Nadia's grandmother has learned to be ever vigilant and prepared. As Delia (Athina Papadimitriu) explains, Krugerrands are "the most stable currency," as opposed to the Pengo, the currency of Hungary that became useless during World War II. Nadia's grandmother would never again allow herself to be dependent on worthless slips of paper. The Krugerrands represent control and self-reliance. Better yet, they fit easily in a leather satchel and can be taken with her at a moment's notice. Or, in this case, easily taken from her.

Lenora steals the Kruggerands and uses them to buy a fancy convertible. The money has come to symbolize Vera's strict control over everything. The act of rebellion is a stab at everything Vera stands for. The result of this intergenerational strife is that Nadia is left without a stable mother or a reliable inheritance. Instead, she only receives the baggage of a feud which pits a survivor's wariness against a second-generation daughter's need to lash out.

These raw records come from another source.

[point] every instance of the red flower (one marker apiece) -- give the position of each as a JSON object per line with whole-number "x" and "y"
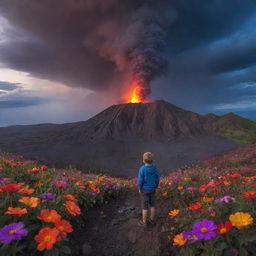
{"x": 249, "y": 194}
{"x": 195, "y": 206}
{"x": 224, "y": 228}
{"x": 11, "y": 187}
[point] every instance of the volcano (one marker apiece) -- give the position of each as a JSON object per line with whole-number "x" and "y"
{"x": 113, "y": 141}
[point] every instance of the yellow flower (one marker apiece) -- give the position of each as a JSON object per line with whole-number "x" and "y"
{"x": 32, "y": 202}
{"x": 179, "y": 240}
{"x": 174, "y": 213}
{"x": 241, "y": 219}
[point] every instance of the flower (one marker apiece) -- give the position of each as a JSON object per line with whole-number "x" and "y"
{"x": 31, "y": 202}
{"x": 44, "y": 168}
{"x": 164, "y": 194}
{"x": 11, "y": 187}
{"x": 70, "y": 197}
{"x": 46, "y": 238}
{"x": 225, "y": 199}
{"x": 16, "y": 211}
{"x": 48, "y": 197}
{"x": 241, "y": 219}
{"x": 179, "y": 240}
{"x": 174, "y": 213}
{"x": 60, "y": 184}
{"x": 51, "y": 216}
{"x": 249, "y": 194}
{"x": 72, "y": 208}
{"x": 224, "y": 228}
{"x": 64, "y": 227}
{"x": 195, "y": 206}
{"x": 26, "y": 191}
{"x": 206, "y": 199}
{"x": 13, "y": 231}
{"x": 204, "y": 229}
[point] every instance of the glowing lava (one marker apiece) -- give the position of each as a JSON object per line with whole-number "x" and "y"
{"x": 136, "y": 95}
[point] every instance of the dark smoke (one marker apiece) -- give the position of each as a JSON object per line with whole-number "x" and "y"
{"x": 96, "y": 44}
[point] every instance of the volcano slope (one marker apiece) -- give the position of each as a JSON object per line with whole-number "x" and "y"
{"x": 113, "y": 141}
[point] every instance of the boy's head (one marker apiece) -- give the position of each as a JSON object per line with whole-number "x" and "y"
{"x": 148, "y": 158}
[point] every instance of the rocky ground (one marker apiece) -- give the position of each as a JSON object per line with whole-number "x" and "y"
{"x": 112, "y": 230}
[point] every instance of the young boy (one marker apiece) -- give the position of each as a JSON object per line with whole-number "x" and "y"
{"x": 148, "y": 180}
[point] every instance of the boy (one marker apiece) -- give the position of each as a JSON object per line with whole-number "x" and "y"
{"x": 148, "y": 181}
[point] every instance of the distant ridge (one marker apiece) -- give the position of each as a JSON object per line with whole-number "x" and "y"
{"x": 113, "y": 140}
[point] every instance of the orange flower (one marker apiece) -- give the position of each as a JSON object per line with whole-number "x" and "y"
{"x": 46, "y": 238}
{"x": 64, "y": 227}
{"x": 207, "y": 199}
{"x": 72, "y": 208}
{"x": 26, "y": 191}
{"x": 250, "y": 194}
{"x": 34, "y": 170}
{"x": 80, "y": 184}
{"x": 174, "y": 213}
{"x": 164, "y": 194}
{"x": 44, "y": 168}
{"x": 51, "y": 216}
{"x": 70, "y": 197}
{"x": 39, "y": 184}
{"x": 11, "y": 187}
{"x": 31, "y": 202}
{"x": 16, "y": 211}
{"x": 195, "y": 206}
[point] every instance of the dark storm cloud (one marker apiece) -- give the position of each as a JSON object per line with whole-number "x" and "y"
{"x": 18, "y": 102}
{"x": 97, "y": 43}
{"x": 7, "y": 86}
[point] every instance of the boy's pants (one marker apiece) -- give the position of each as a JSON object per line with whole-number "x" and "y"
{"x": 147, "y": 199}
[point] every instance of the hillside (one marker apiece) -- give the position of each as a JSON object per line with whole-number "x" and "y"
{"x": 232, "y": 127}
{"x": 114, "y": 140}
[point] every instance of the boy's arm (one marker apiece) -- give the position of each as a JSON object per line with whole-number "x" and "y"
{"x": 157, "y": 178}
{"x": 140, "y": 179}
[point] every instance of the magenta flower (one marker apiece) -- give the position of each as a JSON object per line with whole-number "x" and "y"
{"x": 13, "y": 231}
{"x": 48, "y": 196}
{"x": 204, "y": 230}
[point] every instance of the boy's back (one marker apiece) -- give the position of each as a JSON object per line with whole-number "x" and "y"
{"x": 148, "y": 178}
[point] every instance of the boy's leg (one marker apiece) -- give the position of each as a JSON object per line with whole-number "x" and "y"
{"x": 152, "y": 213}
{"x": 144, "y": 215}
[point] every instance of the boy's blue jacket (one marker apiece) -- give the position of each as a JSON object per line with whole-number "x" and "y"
{"x": 148, "y": 178}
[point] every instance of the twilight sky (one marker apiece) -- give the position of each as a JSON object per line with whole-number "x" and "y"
{"x": 65, "y": 60}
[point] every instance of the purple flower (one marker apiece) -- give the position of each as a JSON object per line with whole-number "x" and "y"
{"x": 225, "y": 199}
{"x": 60, "y": 183}
{"x": 48, "y": 196}
{"x": 13, "y": 231}
{"x": 204, "y": 229}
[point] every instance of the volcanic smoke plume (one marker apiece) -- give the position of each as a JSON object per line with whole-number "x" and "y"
{"x": 97, "y": 44}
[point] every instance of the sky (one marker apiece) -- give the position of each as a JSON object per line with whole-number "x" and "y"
{"x": 66, "y": 60}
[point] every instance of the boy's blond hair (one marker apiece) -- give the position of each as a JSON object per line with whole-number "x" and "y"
{"x": 148, "y": 157}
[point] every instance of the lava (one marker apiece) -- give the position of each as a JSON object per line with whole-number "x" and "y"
{"x": 136, "y": 94}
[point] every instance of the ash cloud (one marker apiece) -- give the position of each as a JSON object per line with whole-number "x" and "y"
{"x": 99, "y": 44}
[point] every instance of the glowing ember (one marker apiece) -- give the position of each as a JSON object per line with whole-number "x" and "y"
{"x": 136, "y": 95}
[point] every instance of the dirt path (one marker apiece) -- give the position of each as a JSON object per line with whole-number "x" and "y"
{"x": 112, "y": 230}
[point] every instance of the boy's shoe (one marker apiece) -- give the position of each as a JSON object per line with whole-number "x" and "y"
{"x": 152, "y": 222}
{"x": 142, "y": 224}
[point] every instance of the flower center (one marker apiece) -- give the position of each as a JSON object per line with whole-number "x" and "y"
{"x": 49, "y": 218}
{"x": 223, "y": 230}
{"x": 12, "y": 232}
{"x": 47, "y": 238}
{"x": 204, "y": 230}
{"x": 61, "y": 228}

In Nadia's travels to the past, she meets her Aunt Ruth (Annie Murphy), a friend of her mother with bad luck in husbands but loyal and caring beyond all measure. It's Ruth (played by Elizabeth Ashley in the present) who serves as the only family Nadia has left, the only constant in a lifetime of upheaval. But in the present, Ruth is in and out of the hospital. Between Nadia's travels to the past, she gets ever-worsening news about Ruth's health upon her return.

Russian Doll has a biblical-like quality in which time is a god who teaches, and there's a lesson here for Nadia. As Nadia chases a bag of gold in the past, hoping money will heal her wound, the only family she has is slipping away in the present. If season one taught us that pain and suffering can only be alleviated with a helping hand, here, time has a harsher message.

Nadia eventually teams up with Alan, who has been on his own journey back to 1960s East Berlin. Nadia has refused to play by time's rules and done the only thing she can think of to fight back. Only Alan can bring her back from the ledge, coaxing her into making amends.

In this season, time is immutable. It can be questioned, but not changed. Family can be understood, but not altered. The self, in this case, the result of intergenerational trauma, must be accepted. In Russian Doll, the only way to see the good in the world is to stop looking back, to stop journeying inward, and to the wake up in the present.

Season Two of Russian Doll is now playing on Netflix.